In this interview, Lima mentioned that Claire Whitehead, Student Association employee and Casa Loma food bank lead, was planning to meet with Adel Esayed, the dean of the centre for construction, engineering and technology, about that very garden.
“She’s meeting with him today to talk about the garden and maybe get the carpentry students to make some raised beds for the plants,” Lima said, almost offhand, adding that she would have gone as well if her schedule allowed it.
The Student Association funds The Dialog.
Most student initiatives don’t get very far. This one’s not only alive and well but is actively gaining momentum months after its genesis, and Lima deserves at least some of the credit.

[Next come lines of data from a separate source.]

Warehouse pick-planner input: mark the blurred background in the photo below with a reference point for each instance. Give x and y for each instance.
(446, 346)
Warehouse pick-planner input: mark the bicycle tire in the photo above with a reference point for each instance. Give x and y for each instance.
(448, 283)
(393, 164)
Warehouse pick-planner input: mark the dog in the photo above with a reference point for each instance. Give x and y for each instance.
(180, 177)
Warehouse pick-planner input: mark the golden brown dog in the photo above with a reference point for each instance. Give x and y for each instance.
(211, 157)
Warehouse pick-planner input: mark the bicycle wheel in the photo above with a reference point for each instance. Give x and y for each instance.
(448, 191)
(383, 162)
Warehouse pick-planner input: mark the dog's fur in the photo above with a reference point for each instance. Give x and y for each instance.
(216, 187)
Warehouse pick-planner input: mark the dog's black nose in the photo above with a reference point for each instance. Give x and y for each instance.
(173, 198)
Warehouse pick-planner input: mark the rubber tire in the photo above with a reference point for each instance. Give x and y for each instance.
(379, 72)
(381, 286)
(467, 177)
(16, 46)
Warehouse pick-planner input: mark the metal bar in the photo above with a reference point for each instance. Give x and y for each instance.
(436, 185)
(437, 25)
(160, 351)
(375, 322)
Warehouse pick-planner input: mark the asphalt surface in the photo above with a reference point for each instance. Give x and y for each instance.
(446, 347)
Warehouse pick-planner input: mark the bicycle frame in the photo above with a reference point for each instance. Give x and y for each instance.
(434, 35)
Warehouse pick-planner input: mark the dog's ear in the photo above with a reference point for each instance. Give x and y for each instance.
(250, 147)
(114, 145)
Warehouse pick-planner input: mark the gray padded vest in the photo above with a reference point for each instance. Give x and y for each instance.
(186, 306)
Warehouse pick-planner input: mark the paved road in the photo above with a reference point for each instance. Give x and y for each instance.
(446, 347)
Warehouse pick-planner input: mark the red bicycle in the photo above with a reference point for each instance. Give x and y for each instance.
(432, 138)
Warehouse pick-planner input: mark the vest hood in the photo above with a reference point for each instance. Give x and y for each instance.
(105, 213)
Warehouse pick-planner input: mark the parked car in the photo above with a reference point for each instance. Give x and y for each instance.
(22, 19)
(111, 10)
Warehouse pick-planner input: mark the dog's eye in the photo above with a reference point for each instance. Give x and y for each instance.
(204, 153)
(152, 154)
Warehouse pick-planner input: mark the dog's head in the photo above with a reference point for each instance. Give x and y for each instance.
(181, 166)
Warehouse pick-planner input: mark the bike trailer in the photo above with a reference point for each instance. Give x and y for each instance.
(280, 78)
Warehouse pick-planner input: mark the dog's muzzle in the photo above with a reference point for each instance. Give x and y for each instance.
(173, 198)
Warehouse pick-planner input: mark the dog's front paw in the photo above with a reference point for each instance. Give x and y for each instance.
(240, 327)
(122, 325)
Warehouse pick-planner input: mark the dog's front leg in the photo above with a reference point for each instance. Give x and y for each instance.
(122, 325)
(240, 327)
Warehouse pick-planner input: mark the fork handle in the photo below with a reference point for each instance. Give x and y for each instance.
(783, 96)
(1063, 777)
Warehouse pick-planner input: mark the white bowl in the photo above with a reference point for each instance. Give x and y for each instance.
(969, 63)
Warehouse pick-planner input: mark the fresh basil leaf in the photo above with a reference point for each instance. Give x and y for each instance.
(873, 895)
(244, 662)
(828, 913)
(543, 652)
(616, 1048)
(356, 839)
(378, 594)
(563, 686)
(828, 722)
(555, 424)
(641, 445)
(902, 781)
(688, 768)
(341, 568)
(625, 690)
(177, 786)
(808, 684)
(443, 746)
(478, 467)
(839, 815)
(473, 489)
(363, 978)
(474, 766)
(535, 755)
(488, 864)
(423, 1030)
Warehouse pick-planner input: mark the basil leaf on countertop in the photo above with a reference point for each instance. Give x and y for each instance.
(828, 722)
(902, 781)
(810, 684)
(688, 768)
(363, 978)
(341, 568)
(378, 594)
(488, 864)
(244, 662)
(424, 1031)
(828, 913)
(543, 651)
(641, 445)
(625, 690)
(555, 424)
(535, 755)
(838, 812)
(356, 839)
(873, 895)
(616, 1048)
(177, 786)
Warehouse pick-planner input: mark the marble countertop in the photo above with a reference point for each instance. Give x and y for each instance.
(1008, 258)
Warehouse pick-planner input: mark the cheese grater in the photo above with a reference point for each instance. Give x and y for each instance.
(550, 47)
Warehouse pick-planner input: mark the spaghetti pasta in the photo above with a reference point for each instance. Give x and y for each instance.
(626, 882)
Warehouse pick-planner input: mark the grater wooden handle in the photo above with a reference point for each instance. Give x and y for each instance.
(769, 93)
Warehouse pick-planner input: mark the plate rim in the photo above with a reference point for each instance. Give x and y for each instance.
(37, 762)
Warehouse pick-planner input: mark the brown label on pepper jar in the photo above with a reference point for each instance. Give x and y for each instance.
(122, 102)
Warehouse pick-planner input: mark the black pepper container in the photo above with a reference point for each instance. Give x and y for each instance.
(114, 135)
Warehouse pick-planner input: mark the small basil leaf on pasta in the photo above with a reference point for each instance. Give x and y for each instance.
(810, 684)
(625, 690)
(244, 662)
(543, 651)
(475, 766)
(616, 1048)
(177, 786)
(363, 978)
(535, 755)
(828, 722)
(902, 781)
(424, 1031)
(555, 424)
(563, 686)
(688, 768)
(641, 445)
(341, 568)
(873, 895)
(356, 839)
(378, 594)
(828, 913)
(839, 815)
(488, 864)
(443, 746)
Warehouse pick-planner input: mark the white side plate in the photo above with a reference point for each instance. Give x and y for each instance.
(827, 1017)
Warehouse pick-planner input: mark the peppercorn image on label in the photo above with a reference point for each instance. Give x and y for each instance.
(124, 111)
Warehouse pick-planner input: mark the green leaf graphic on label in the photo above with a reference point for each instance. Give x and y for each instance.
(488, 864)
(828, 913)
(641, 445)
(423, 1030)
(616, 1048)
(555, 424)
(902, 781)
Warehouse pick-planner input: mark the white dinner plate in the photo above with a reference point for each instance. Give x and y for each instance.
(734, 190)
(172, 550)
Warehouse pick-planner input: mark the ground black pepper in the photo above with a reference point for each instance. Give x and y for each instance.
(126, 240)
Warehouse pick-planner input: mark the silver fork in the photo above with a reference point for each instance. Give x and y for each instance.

Lima’s drive to achieve her goals has deeper roots than school. Lima was born and raised in Rio de Janeiro, Brazil, living there for most of her early life. Then she got to see the world and her direction changed.
As Lima tells it, she participated in a high school exchange program when she was 16, spending six months in Halifax as a teenager. It was there that she realized Canada had more to offer her than a single exchange semester.
When Lima was 18 and in her first year of university in Brazil, she transferred from the Federal University of Bahia to GBC. She had no family here and made the move all by herself. A difficult transition for most people, but Lima adapted and flourished.
“I tried to get as involved as I can in the college community and off-campus as well. I like this feeling of being a part of something,” said Lima, adding that getting involved is particularly important for international students with no connections to their new home.
In Lima’s case, she hopes this home might be a permanent one. Lima wants to get a job in her field and save up some money to settle and establish herself in Canada. Later on, she wants to get a university degree.
And when it comes to advice for others in her position, her vision is even clearer.
“Be focused, know your goals, try to stay very objective on where you want to be at in a couple of years. (It’s about) what you want to achieve, and what your objectives are after college, not only ‘I’m here and I’m studying.’”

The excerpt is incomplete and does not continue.